Star Formation in a Quasar Disk
Using a version of the ZEUS code, we carry out two-dimensional simulations of self-gravitating shearing sheets, with application to QSO accretion disks at a few thousand Schwarzschild radii, corresponding to a few hundredths of a parsec for a 100-million-solar-mass black hole. Radiation pressure and optically thick radiative cooling are implemented via vertical averages. We determine dimensionless versions of the maximum surface density, accretion rate, and effective viscosity that can be sustained by density-wave turbulence without fragmentation. Where fragments do form, we study the final masses that result.

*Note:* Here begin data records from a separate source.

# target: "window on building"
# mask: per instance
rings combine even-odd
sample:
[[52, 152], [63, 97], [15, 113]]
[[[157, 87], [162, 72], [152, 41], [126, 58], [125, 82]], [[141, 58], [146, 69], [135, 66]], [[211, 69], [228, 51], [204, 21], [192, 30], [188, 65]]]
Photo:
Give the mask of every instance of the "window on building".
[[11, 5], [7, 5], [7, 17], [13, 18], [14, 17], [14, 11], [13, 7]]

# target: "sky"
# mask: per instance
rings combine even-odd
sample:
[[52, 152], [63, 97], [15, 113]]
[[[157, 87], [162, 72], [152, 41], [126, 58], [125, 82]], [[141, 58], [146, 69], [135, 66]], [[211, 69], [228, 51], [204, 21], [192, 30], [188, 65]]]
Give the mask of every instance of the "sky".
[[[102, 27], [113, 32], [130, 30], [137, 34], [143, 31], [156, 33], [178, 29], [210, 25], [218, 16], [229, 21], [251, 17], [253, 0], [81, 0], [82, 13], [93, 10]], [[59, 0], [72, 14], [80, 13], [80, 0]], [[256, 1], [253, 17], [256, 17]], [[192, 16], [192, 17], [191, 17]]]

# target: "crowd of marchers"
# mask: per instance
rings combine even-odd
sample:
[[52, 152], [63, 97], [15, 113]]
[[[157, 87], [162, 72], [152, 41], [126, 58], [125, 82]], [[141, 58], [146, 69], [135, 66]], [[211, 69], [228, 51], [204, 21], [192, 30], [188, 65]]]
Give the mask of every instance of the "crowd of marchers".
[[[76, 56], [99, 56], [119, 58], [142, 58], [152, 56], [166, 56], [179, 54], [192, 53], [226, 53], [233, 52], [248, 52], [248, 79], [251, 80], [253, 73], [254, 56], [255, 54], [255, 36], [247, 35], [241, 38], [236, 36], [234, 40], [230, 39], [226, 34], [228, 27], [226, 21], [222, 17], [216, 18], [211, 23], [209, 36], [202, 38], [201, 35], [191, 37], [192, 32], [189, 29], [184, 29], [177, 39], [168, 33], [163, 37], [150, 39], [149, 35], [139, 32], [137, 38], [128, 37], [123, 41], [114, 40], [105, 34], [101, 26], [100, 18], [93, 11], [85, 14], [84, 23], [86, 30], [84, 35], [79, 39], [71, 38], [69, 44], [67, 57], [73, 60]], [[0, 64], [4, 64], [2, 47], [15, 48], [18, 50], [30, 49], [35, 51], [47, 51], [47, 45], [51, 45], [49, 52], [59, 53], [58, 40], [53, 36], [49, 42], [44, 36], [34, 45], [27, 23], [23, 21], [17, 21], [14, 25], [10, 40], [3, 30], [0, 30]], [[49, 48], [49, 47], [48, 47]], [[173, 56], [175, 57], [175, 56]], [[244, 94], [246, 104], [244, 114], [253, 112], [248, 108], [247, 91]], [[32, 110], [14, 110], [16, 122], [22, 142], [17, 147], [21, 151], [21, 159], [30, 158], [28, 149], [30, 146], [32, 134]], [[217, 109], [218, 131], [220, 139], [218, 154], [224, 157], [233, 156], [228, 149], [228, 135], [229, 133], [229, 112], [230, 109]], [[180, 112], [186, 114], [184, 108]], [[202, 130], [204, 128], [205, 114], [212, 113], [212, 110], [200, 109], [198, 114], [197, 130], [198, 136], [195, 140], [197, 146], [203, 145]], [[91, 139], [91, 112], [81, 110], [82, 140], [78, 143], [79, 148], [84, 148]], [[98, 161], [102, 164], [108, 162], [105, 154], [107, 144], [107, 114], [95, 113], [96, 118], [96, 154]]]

The maximum Shakura–Sunyaev viscosity parameter is approximately 0.4. Fragmentation occurs when the cooling time is less than about twice the shearing time, as found by Gammie and others, but can also occur at very long cooling times in sheets that are strongly radiation-pressure dominated. For accretion at the Eddington rate onto a 10^8 solar-mass black hole, fragmentation occurs beyond 4000 Schwarzschild radii, r_s. Near this radius, initial fragment masses are several hundred suns, consistent with estimates from linear stability; final masses after merging increase with the size of the sheet, reaching several thousand suns in our largest simulations. With increasing black hole mass at a fixed Eddington ratio, self-gravity prevails at smaller multiples of r_s, where radiation pressure is more important and the cooling time is longer compared to the dynamical time; nevertheless, fragmentation can occur and produces larger initial fragment masses. Because the internal thermal and gravitational energies of these massive, radiation-pressure-dominated fragments nearly cancel, small errors in energy conservation can cause spurious results such as spontaneous dissolution of isolated bodies, unless special care is taken. This is likely to be a challenge for all Eulerian codes in self-gravitating regimes where radiation pressure dominates.